Submitted by Teacher Man on December 22, 2011

The more that I progress as a classroom teacher, the better I am at making new and important levels of observation about my students.  Having to spend less time focused on new teacher issues like pacing of lessons and classroom management, I am able to spend more time getting to know my students as individuals. One of the most common observations I have made about my 7th and 8th graders this year is that many of them experience a bad combination of overwhelming emotions with few healthy options to access or express their feelings.

It seems as though my students experience waves of new and powerful emotions everyday. A very important part of being twelve or thirteen is experiencing the many different life changes that begin to occur at this age. An equally important part of the middle  years is learning how to access and express these feelings and changes in a healthy and productive way.

For many of my students, the normal adolescent emotions they experience are magnified by factors that are out of their control. Issues related to poverty such as hunger, unsafe neighborhoods, poor housing, and lack of or poor access to health care create an entirely different and more difficult set of emotions in my students.

The second and perhaps more important part of being a young teenager is learning how to positively process and express as many of these feelings as possible. Seeing as how the majority of a middle school student’s life is spent in school, it would make sense that school becomes a place to help young teenage students channel their feelings and emotions. However, this is not the case for my middle school students.

School should be a safe and welcoming place where all students can feel comfortable accessing and expressing their feelings. It is essential, especially for adolescent age students to have a wide variety of activities such as music, play writing, art, gaming, sport, etc… to help them to express their feelings. Schools should be filled with caring adults ready to listen and help students examine and filter their emotions. School should be a place where students learn to listen to and help each other with their issues.

In far too many schools, mine included, the above is no longer the reality. Instead of providing rich instructional environments that foster and help develop the emotional experiences of students, we have substituted a “no excuses”, “test success at all costs” mentality.  Scripted programs, the elimination of the arts and physical fitness, rigid curriculums, and authoritarian control techniques have eliminated the crucial opportunities for students to access let alone express the wide variety of emotions they are feeling.
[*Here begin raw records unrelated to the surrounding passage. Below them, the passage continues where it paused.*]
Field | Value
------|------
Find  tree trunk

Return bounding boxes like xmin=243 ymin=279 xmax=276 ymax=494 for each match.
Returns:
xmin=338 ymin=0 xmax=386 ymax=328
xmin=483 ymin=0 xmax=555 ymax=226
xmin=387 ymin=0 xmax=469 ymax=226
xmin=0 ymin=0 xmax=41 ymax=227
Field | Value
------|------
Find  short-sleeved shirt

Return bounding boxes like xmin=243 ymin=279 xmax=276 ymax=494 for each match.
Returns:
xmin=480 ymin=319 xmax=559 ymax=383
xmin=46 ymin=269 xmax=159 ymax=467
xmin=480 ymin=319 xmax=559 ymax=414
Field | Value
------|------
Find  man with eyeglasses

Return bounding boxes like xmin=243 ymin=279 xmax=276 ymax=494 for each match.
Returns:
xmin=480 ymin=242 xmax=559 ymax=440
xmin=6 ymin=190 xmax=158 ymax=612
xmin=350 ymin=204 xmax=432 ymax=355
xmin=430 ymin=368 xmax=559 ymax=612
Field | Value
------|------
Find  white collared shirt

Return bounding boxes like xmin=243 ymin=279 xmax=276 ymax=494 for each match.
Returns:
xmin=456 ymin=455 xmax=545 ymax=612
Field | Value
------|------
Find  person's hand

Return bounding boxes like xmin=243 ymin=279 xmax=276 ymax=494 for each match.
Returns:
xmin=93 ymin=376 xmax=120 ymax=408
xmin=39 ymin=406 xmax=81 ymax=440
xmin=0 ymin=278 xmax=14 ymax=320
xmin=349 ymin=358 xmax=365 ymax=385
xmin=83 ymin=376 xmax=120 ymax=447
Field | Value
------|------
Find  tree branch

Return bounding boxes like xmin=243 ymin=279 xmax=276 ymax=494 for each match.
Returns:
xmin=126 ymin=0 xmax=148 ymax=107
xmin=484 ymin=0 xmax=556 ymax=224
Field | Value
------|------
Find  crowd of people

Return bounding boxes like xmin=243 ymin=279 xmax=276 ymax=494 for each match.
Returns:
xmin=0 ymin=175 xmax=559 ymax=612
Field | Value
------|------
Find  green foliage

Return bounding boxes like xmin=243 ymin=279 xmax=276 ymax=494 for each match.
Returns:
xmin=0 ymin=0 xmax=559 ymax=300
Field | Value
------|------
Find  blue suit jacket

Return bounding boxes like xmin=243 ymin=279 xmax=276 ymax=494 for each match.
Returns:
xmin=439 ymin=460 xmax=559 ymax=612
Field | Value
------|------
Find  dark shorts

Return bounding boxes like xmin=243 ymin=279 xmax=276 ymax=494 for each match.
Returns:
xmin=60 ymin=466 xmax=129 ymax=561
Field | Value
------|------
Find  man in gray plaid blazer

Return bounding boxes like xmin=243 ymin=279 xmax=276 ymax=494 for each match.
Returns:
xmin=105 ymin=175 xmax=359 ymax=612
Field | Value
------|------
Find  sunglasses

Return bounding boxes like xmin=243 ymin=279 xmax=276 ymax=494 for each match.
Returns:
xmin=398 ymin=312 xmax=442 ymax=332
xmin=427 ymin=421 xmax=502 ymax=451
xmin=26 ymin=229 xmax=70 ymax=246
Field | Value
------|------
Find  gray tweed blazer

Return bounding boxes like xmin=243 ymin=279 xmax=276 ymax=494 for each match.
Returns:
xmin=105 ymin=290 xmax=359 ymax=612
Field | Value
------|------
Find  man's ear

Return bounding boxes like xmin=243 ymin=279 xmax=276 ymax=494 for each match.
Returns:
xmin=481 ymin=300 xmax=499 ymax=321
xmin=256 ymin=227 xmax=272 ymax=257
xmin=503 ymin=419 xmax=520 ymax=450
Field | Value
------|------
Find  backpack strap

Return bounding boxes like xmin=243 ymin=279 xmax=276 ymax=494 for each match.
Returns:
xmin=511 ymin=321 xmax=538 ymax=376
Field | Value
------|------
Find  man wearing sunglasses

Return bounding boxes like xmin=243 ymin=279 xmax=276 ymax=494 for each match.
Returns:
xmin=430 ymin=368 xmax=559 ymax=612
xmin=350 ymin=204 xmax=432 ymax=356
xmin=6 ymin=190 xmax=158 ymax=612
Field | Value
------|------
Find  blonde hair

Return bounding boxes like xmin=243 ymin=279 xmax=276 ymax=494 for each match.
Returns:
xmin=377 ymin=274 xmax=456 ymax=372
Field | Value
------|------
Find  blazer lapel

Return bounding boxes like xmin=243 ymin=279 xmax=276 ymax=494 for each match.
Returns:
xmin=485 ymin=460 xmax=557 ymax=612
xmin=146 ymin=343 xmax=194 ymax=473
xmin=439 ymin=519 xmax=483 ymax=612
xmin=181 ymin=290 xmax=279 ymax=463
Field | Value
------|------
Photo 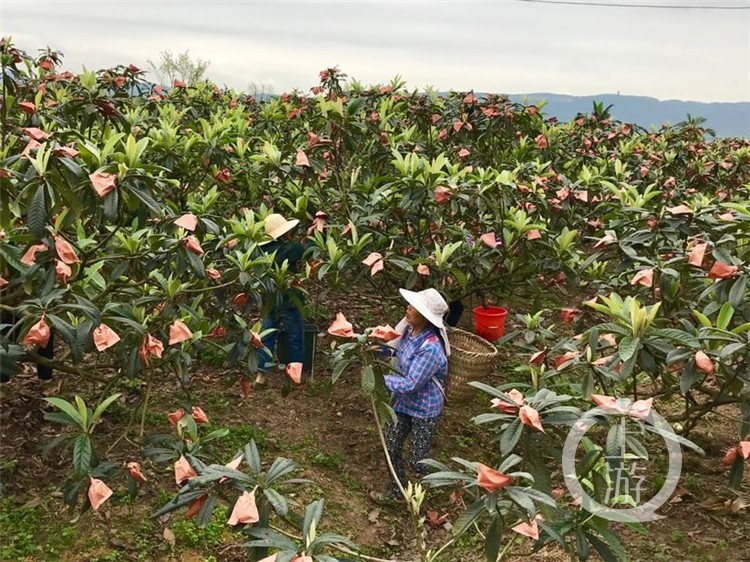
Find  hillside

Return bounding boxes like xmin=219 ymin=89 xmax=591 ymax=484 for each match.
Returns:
xmin=510 ymin=93 xmax=750 ymax=138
It cannot be overstated that an essential part of school is social and emotional development. By taking away or severely limiting young teenager’s abilities to channel and filter their emotions, we are alienating these students. We are not providing them with the tools they need to be successful as an adult. It is crucial that we as educators, parents, administrators, and students find a way to reverse the direction our schools are moving. What good is a high test score to a student who has little idea how to access or express their emotions in a healthy way? The focus on vice grip control, mind numbing test prep is causing serious and lasting damage to our students and is not preparing them to live a full and productive life.